At the Mae Tao Clinic, on the other hand, a statistical life is about the cost of a good dinner for two.

TO SIT AND play with a child who’s going to die for a lack of a few hundred dollars is shattering, but it’s the sort of shattering every human being should experience. The problem isn’t so much the suffering itself—though this is bad enough in its own right—as coming face-to-face with the lie that makes life in a Western nation tolerable: the lie that your DVD player, iPhone and air conditioner do not translate into the exact dollar equivalent of the life of a child like Hser Lay. So we reacted as anyone would, I think. We sulked. We donated more time and money. We snapped at boyfriends and girlfriends over international phone calls. We drank, felt guilty for wasting money, and then drank some more.

“The reason I’m going to make a good doctor is that I test high for sociopathic traits,” Andy told me early on. “I can detach.” But though his wolfish features made this easy to believe, soon I could see that the clinic was getting to him too. One day a parent brought in a young boy in the advanced stages of rabies; the disease is still common in Karen State, while the vaccine, of course, is not. Once the patient becomes symptomatic, there is no cure. Andy spent most of the next day watching the boy die and then most of the night at the bar, drinking and cursing to anyone who would listen.

A week later, a ten-year-old girl was brought in with a dog bite. Andy, clearly upset, loudly berated his Karen counterpart for not moving quickly enough with the soap and water—a cultural offense so serious that the medic slipped out a moment later, leaving Andy without an interpreter. Fortunately, one of my English students was in a nearby room and offered to help us. The girl, it turned out, had been nipped while playing with the family dog, which showed no signs of illness. Andy washed out her scrapes and sent her on her way, sticker-free.

THERE’S A MOMENT in Les Misérables when Jean Valjean, following his forgiveness by the Bishop of Digne, stands in a field and reflects on his future. As the recipient of such kindness, he thinks, only two paths remain: he can strive to be worthy of it and become the best of men, or he can betray it by backsliding and become the worst. The middle road, however, is closed to him forever.

None of us went on to become Hugoesque living saints like Jean Valjean, of course. But meeting the children of Mae Tao still marked an important moral fork in our lives. One option was to spend as before, but now with the conscious knowledge that a concert ticket or designer sweater was more important to us than a child’s life. The second option was to deny ourselves the diversion and comforts we’d indulged all our lives, comforts which our friends and family still enjoyed. Neither path is attractive, and the balance between them is a daily struggle. In darker moments, it’s easy to wish that you had never met a child like Hser Lay at all, that she could have remained one of the million children that make statistics, rather than the individual girl who makes a tragedy.

A FEW WEEKS before the end of his stay at Mae Tao, Andy made a border run, briefly exiting and re-entering Thailand to renew his visa. Official travelers between Thailand and Burma cross the inaptly-named Friendship Bridge; refugees simply walk across the dry riverbed of the Moei below.
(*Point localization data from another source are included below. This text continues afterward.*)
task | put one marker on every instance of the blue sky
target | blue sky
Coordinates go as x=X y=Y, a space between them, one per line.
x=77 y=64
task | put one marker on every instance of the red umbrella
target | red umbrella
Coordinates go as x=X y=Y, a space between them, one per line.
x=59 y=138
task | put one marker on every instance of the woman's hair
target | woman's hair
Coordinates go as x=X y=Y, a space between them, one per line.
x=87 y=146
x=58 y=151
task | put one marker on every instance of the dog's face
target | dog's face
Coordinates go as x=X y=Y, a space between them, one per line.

Near the center of the bridge, Andy saw a boy of about ten, dressed in a ragged T-shirt and shorts, slumped unmoving beside the guardrail.

He approached and took the boy’s pulse; the boy was dead. Andy proceeded across to the Burmese border and, after his passport was stamped, told the guards there about the body. They already knew, an officer explained in halting English. They had called the Thai station several hours ago to remove him.
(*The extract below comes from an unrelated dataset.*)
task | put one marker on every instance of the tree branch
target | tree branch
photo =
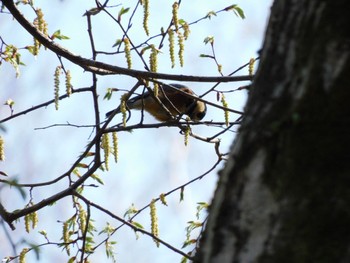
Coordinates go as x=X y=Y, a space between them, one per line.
x=101 y=68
Andy went back across, passing the boy’s body again. The Thai and Burmese people on the bridge smiled at Andy, but barely looked at the boy.

When he returned to the Thai immigration post, he repeated his story about the body. The woman working there only shook her head. “He is Burma,” she said, pointing across the bridge. “He is Burma problem.”

For all he knew, Andy told me later, the kid was still out there.